Due sono i vescovi che non hanno l'aramaico come lingua materna: Mons. Antoine Audo (Siria) e Mons. Michael Kassarji (Libano)   


 Sei sono le sedi diocesane vacanti:
- Cairo (Egitto) Dalla morte di Mons. Yousif Sarraf nel 2009. Attuale amministratore patriarcale in Egitto è dal 2010 il Corepiscopo Mons. Philip Najim, visitatore apostolico per l'Europa e Procuratore della chiesa caldea presso la Santa sede.
- Diarbakir (Turchia) Dalla morte di Mons. Paul Karatas nel 2005. Attuale amministratore patriarcale in Turchia è Padre
François Yakan 
- Aqra (Iraq). Dalla morte di Mons. Abdul-Ahad Rabban nel 1998. Amministratore patriarcale è Padre Yohanna Issa.

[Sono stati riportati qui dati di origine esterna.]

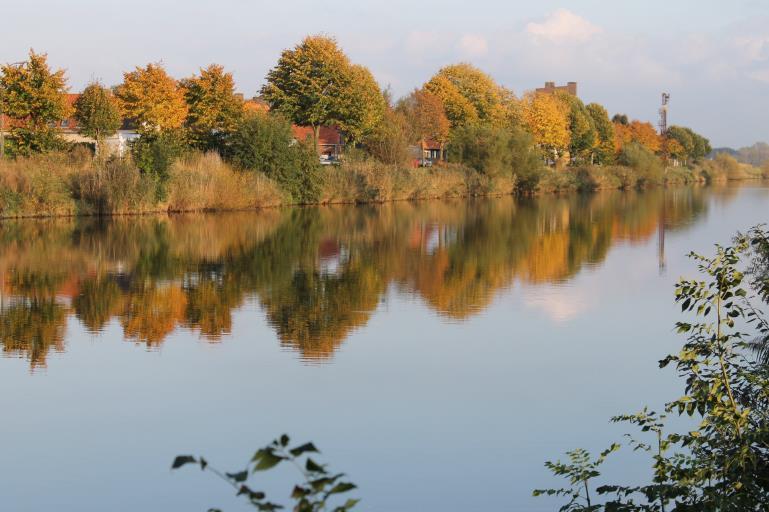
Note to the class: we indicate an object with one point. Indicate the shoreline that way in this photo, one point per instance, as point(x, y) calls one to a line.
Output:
point(575, 189)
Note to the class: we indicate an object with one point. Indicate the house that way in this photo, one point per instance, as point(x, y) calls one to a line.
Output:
point(550, 88)
point(330, 141)
point(428, 152)
point(116, 144)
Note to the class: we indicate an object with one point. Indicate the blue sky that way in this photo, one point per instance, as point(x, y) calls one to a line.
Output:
point(712, 56)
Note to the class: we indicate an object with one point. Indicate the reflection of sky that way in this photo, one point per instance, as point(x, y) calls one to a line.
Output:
point(423, 413)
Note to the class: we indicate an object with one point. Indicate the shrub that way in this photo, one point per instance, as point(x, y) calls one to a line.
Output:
point(116, 186)
point(36, 186)
point(265, 143)
point(388, 142)
point(154, 154)
point(647, 166)
point(497, 152)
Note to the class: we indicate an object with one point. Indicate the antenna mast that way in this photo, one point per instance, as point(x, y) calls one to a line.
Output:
point(663, 125)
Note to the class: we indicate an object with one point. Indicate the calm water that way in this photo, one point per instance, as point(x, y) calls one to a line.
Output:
point(437, 352)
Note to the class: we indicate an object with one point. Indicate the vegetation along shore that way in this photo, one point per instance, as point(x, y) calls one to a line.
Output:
point(320, 131)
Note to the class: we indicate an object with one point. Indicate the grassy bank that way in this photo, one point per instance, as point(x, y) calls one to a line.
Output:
point(75, 184)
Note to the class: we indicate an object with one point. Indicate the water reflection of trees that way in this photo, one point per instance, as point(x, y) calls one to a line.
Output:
point(317, 273)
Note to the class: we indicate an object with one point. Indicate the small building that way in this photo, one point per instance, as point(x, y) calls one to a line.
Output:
point(550, 88)
point(330, 141)
point(428, 152)
point(116, 144)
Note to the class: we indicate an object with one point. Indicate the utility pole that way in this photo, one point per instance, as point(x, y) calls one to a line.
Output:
point(2, 116)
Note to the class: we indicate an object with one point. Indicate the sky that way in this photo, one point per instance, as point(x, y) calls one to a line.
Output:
point(711, 56)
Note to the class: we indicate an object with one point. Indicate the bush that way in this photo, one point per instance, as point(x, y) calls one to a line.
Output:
point(204, 182)
point(115, 187)
point(36, 186)
point(496, 152)
point(388, 143)
point(154, 154)
point(647, 166)
point(264, 143)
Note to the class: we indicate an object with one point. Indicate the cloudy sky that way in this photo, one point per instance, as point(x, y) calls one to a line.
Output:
point(711, 55)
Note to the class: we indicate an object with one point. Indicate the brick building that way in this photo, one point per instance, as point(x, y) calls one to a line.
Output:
point(550, 88)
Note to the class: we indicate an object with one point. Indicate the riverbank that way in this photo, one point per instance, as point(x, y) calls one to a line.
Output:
point(73, 184)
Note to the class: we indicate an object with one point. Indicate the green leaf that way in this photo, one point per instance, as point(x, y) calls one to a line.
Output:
point(266, 459)
point(182, 460)
point(239, 477)
point(342, 487)
point(314, 467)
point(305, 448)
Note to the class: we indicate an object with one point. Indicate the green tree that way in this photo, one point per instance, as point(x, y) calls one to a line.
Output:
point(582, 130)
point(469, 95)
point(264, 143)
point(152, 99)
point(498, 152)
point(723, 463)
point(97, 113)
point(425, 117)
point(389, 141)
point(315, 493)
point(603, 150)
point(35, 97)
point(215, 110)
point(314, 84)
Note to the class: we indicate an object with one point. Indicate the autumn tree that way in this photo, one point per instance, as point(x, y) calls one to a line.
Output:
point(425, 116)
point(582, 132)
point(470, 96)
point(642, 133)
point(646, 135)
point(603, 149)
point(214, 108)
point(547, 119)
point(152, 98)
point(36, 98)
point(315, 84)
point(97, 113)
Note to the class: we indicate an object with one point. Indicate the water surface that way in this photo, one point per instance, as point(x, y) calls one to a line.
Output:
point(437, 352)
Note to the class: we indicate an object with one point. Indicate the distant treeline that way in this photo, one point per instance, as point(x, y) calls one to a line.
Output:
point(495, 141)
point(756, 155)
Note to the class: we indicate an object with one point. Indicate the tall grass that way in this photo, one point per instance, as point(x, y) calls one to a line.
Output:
point(205, 182)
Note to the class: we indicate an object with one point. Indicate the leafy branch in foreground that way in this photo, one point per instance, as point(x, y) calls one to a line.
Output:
point(318, 488)
point(723, 464)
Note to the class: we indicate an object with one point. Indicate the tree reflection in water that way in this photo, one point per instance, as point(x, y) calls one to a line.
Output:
point(319, 273)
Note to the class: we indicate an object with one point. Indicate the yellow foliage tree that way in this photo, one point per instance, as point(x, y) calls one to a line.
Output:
point(152, 98)
point(547, 119)
point(315, 84)
point(470, 96)
point(636, 131)
point(35, 97)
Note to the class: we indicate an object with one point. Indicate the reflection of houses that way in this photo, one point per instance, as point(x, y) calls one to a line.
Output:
point(428, 152)
point(550, 88)
point(330, 138)
point(68, 129)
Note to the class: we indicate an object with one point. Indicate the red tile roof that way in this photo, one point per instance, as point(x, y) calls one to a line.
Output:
point(328, 135)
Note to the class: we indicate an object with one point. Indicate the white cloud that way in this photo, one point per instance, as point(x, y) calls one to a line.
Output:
point(753, 48)
point(563, 26)
point(560, 304)
point(471, 45)
point(761, 75)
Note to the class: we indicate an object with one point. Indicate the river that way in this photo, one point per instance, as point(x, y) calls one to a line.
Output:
point(437, 352)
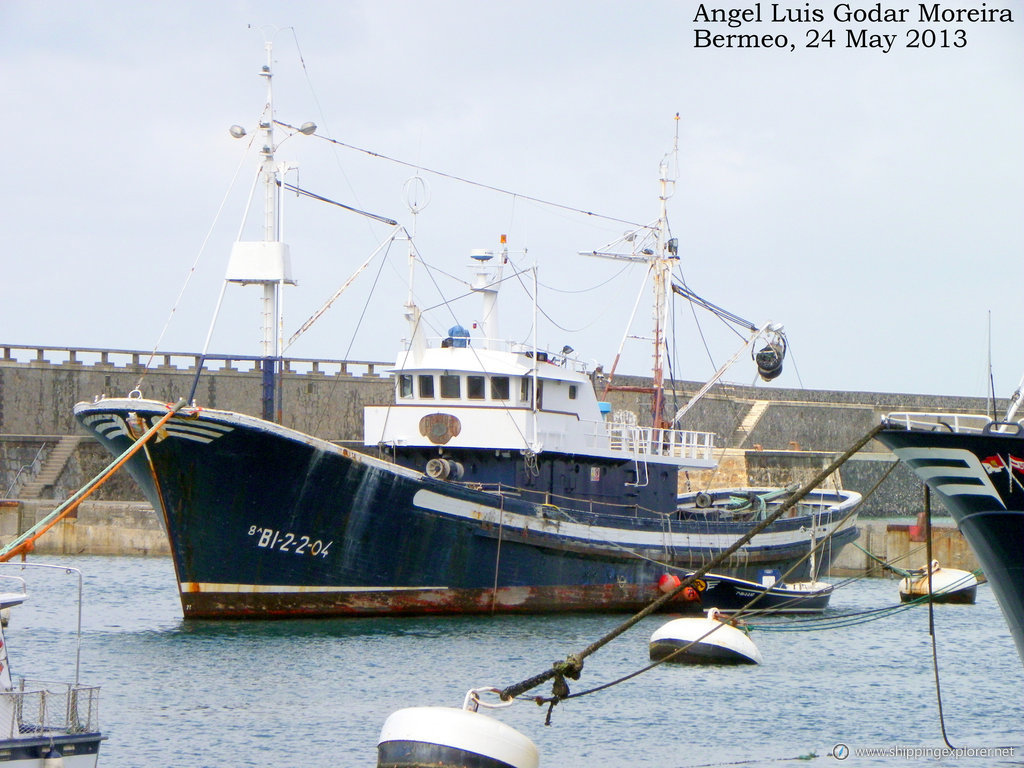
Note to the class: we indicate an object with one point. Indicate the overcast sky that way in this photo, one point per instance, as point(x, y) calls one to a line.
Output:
point(870, 202)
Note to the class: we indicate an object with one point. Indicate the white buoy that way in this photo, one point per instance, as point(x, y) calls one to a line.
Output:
point(709, 641)
point(948, 586)
point(450, 737)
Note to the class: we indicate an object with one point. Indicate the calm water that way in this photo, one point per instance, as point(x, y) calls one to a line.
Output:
point(316, 693)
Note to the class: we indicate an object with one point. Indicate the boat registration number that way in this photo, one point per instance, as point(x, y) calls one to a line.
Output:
point(284, 541)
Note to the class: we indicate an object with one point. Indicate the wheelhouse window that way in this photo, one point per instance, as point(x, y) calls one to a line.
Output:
point(499, 387)
point(450, 387)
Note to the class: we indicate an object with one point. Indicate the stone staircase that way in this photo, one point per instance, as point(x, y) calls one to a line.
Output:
point(758, 410)
point(51, 468)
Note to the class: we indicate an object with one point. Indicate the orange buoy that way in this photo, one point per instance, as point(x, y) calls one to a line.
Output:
point(668, 582)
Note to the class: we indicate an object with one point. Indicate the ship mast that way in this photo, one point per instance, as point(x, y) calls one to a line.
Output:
point(267, 262)
point(660, 259)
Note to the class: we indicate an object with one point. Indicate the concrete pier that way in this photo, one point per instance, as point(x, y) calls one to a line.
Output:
point(766, 436)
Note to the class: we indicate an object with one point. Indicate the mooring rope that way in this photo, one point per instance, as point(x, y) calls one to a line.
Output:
point(744, 610)
point(27, 541)
point(572, 666)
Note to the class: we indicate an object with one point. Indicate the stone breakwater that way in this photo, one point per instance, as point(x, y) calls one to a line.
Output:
point(764, 435)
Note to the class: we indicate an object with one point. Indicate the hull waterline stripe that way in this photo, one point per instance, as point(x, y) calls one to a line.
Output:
point(189, 588)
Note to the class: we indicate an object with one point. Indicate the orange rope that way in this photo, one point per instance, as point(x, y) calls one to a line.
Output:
point(30, 544)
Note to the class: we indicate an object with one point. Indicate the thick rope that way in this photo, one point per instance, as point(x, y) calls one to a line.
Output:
point(572, 666)
point(27, 542)
point(741, 613)
point(931, 614)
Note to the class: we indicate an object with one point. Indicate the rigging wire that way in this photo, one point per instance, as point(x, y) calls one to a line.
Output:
point(465, 180)
point(192, 270)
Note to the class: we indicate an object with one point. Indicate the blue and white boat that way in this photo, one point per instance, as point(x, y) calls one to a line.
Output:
point(498, 479)
point(975, 465)
point(44, 724)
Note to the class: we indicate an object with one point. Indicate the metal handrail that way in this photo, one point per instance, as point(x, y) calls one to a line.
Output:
point(934, 421)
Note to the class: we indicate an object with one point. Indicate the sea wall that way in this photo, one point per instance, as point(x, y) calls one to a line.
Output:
point(763, 435)
point(133, 528)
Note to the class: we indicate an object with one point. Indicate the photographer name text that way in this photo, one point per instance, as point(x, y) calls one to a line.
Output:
point(872, 27)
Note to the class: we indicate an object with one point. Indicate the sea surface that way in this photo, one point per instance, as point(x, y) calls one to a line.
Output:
point(316, 692)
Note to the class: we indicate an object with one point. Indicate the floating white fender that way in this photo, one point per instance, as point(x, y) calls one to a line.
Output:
point(948, 586)
point(453, 738)
point(713, 642)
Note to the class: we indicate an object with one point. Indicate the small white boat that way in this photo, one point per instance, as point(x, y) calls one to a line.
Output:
point(44, 724)
point(705, 640)
point(948, 585)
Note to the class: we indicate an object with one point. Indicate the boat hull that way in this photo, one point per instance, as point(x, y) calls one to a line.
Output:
point(79, 751)
point(264, 521)
point(978, 475)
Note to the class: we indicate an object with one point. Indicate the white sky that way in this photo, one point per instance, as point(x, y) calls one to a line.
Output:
point(872, 203)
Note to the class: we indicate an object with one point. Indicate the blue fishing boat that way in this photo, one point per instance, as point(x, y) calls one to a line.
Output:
point(975, 465)
point(498, 479)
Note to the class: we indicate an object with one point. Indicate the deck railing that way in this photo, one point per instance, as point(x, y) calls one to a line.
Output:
point(45, 709)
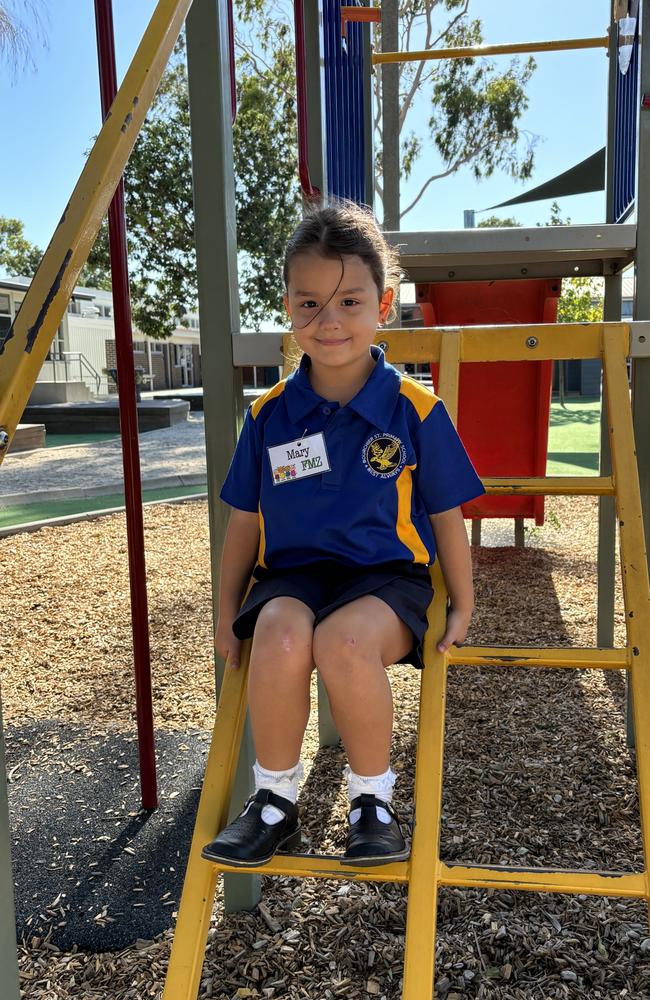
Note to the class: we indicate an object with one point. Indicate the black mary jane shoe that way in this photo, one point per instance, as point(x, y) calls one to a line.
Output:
point(248, 841)
point(371, 842)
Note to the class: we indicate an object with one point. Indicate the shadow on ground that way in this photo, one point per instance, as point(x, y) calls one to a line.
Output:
point(88, 862)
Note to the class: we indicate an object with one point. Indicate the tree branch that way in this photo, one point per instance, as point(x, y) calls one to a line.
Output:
point(421, 76)
point(446, 173)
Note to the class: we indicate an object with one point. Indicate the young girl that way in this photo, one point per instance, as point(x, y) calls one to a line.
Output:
point(347, 480)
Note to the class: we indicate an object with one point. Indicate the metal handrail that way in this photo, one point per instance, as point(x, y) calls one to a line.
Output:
point(83, 363)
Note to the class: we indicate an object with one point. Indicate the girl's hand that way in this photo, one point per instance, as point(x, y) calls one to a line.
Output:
point(457, 626)
point(227, 644)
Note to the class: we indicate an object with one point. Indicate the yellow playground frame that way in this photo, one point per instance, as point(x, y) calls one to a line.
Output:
point(425, 870)
point(22, 353)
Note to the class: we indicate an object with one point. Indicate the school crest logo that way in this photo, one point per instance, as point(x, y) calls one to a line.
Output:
point(384, 455)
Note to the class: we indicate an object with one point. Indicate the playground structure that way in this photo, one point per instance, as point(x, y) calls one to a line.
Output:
point(28, 343)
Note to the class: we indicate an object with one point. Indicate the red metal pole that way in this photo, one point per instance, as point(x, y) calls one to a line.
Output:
point(129, 429)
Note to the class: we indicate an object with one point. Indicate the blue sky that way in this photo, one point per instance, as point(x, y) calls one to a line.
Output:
point(52, 112)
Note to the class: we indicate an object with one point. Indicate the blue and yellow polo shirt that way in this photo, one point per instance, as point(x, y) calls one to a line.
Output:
point(394, 456)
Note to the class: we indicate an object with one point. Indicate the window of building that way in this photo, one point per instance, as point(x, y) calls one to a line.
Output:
point(55, 352)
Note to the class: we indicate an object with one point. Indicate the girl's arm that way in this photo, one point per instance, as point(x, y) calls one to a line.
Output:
point(237, 562)
point(456, 565)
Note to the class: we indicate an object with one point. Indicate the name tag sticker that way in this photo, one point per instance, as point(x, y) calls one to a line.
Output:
point(298, 459)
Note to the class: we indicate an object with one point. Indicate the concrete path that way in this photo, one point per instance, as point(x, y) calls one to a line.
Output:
point(174, 456)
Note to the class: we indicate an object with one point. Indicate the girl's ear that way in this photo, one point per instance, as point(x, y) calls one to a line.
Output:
point(385, 304)
point(285, 299)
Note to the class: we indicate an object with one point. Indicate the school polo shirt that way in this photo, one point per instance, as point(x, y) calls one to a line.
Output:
point(394, 456)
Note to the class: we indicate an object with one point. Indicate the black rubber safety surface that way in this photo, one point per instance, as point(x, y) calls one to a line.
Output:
point(88, 862)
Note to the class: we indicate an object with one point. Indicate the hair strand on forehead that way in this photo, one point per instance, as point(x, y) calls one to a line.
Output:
point(342, 228)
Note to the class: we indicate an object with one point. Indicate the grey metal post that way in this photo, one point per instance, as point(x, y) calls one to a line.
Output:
point(390, 116)
point(390, 128)
point(8, 954)
point(216, 248)
point(611, 311)
point(606, 506)
point(317, 160)
point(368, 114)
point(641, 366)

- Bassora (Iraq) Dal 2006 con la nomina di Mons. Jibrail Kassab a vescovo dell'Australia e della Nuova Zelanda. Amministratore patriarcale a Bassora è il Corepiscopo Mons. Imad al Banna.
- Ahwaz (Iran). Dal 1987 quando Mons. Hanna Zora (dal 2011 Arcivescovo del Canada) abbandonò l'Iran.
Amministratore Patriarcale è Mons. Ramzi Garmou.
- Zakho (Iraq). Dalla morte nel 2010 di Mons. Boutrous H. Harbouli. Dal 2012 amministratore patriarcale è Mons. Bashar M. Warda, attuale Arcivescovo di Erbil. 

 Non si deve dimenticare inoltre che il nuovo patriarca può esercitare il diritto a destinare i vescovi ausiliari del precedente ad altri incarichi e farsi affiancare nei suoi compiti da altri prelati. 

Ospitati dai Passionisti del Celio a Roma i vescovi caldei hanno compito non facile. Gli ultimi dieci anni sono stati a dir poco turbolenti. Per L'Iraq, e per la stessa chiesa caldea che ha vissuto momenti di tensione interna anche molto alti.
Si spera che il raccoglimento degli esercizi spirituali del primo giorno di incontri, la bellezza del luogo che li ospita, con i suoi chiostri ed il suo parc
o, ma soprattutto la presenza moderatrice del Cardinale Leonardo Sandri, Prefetto della Congregazione delle Chiese Orientali, li possano ispirare a favore della scelta migliore.
Gli ormai pochi* fedeli rimasti in Iraq e che tanto hanno sofferto e soffrono la meritano di certo. Sbagliare non si può. Sbagliare non si deve.



* E' ovvio che si tratta di risultati trapelati e non ufficialmente confermati ai media come è  prassi in questi casi. 
* Non ci sono cifre ufficiali ed esatte su quanti siano i cristiani rimasti in Iraq come, d'altra parte, non ce n'erano prima della guerra del 2003. Si parla genericamente di cifre che vanno - oggi - dai 300.000 ai 500.ooo dei quali la maggior parte caldei in proporzione però incerta.